Die Flotte der Fahrbereitschaft des Bundestages ist in die Kritik geraten. (FOTO: DAPD)
So bleiben lediglich 39 mit Biogas betriebene Limousinen unter dem seit 1. Januar geltenden Richtwert von 120 Gramm Kohlendioxid pro Kilometer. Die übrigen 146 Automobile der Fahrbereitschaft setzen mit 129 bis 139 Gramm deutlich mehr des klimaschädlichen Gases frei als vom Ältestenrat am 23. April 2009 festgelegt.

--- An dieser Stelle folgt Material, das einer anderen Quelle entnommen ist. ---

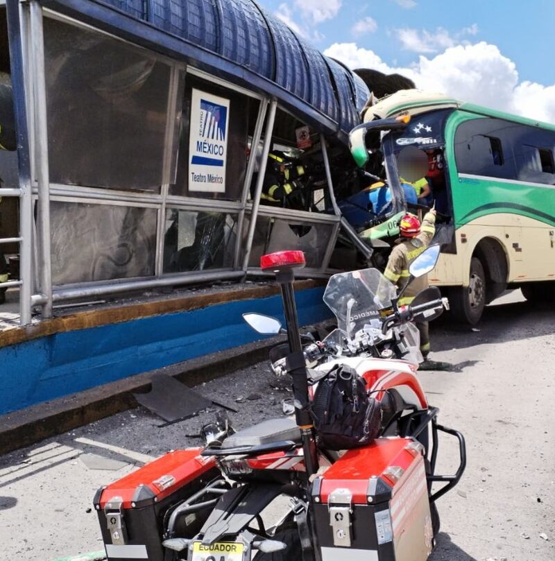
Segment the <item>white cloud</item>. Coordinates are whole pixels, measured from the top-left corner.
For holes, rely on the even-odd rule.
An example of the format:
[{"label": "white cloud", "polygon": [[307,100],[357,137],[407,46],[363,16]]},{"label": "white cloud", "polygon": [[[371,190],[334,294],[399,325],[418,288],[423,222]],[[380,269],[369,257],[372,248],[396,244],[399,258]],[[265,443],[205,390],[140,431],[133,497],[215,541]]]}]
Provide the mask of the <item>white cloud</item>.
[{"label": "white cloud", "polygon": [[543,86],[535,82],[522,82],[514,91],[511,111],[524,116],[555,123],[555,84]]},{"label": "white cloud", "polygon": [[350,68],[373,68],[386,74],[394,71],[373,51],[357,46],[355,43],[334,43],[324,54]]},{"label": "white cloud", "polygon": [[447,30],[441,27],[438,27],[435,33],[425,29],[418,31],[417,29],[408,28],[398,29],[396,31],[402,48],[415,53],[434,53],[440,49],[446,49],[454,44]]},{"label": "white cloud", "polygon": [[411,8],[414,8],[415,6],[418,6],[417,3],[415,0],[392,0],[396,4],[399,4],[401,8],[404,8],[407,10],[410,10]]},{"label": "white cloud", "polygon": [[478,33],[478,25],[472,24],[464,27],[452,35],[443,27],[438,27],[435,31],[427,29],[413,29],[402,28],[395,29],[395,33],[401,42],[402,49],[413,51],[415,53],[437,53],[456,44],[468,44],[467,35],[476,35]]},{"label": "white cloud", "polygon": [[341,0],[295,0],[295,7],[305,19],[321,24],[335,17],[341,8]]},{"label": "white cloud", "polygon": [[433,58],[424,55],[409,67],[393,67],[373,51],[355,43],[336,43],[325,54],[351,68],[398,72],[416,87],[478,105],[555,123],[555,84],[519,83],[515,63],[495,45],[481,42],[446,49]]},{"label": "white cloud", "polygon": [[478,28],[477,24],[472,24],[471,26],[468,27],[463,27],[461,30],[461,33],[463,35],[477,35],[478,31],[479,31],[479,28]]},{"label": "white cloud", "polygon": [[373,17],[368,16],[360,19],[352,26],[351,31],[355,35],[362,35],[365,33],[373,33],[377,29],[377,24]]},{"label": "white cloud", "polygon": [[275,17],[278,19],[281,19],[286,26],[287,26],[296,33],[298,33],[302,37],[306,36],[305,32],[293,19],[293,14],[291,13],[291,8],[287,4],[280,4],[280,6],[278,6],[278,10],[275,11]]}]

Bereits 2010 und 2011 hatte der damals aktuelle Grenzwert von 140 Gramm CO2 pro Kilometer von den meisten Autos der parlamentarischen Automobilflotte nicht eingehalten werden können. In Umweltverbänden traf das neuerliche Überschreiten des Grenzwertes auf Unverständnis und Kritik. "Seiner Vorbildfunktion wird der Bundestag damit in keiner Weise gerecht", sagte der Sprecher der deutschen Umwelthilfe, Gerd Rosenkranz.
Bereits im Februar hatte Bundestagspräsident Norbert Lammert (CDU) den grünen Bundestagsabgeordneten Bärbel Höhn und Anton Hofreiter in einem Schreiben, das dieser Zeitung vorliegt, über die fast flächendeckende Übertretung der vor drei Jahren beschlossenen Obergrenze informiert. Konkrete Vorgaben, wann der Richtwert zu erreichen sei, nannte Lammert nicht. Er verwies lediglich auf die Ankündigung eines ungenannten Herstellers, im Herbst Limousinen mit 109 Gramm CO2-Ausstoß auf den Markt zu bringen. "Der Fahrdienst wird dieses Fahrzeug einsetzen, sobald es verfügbar ist", schrieb Lammert.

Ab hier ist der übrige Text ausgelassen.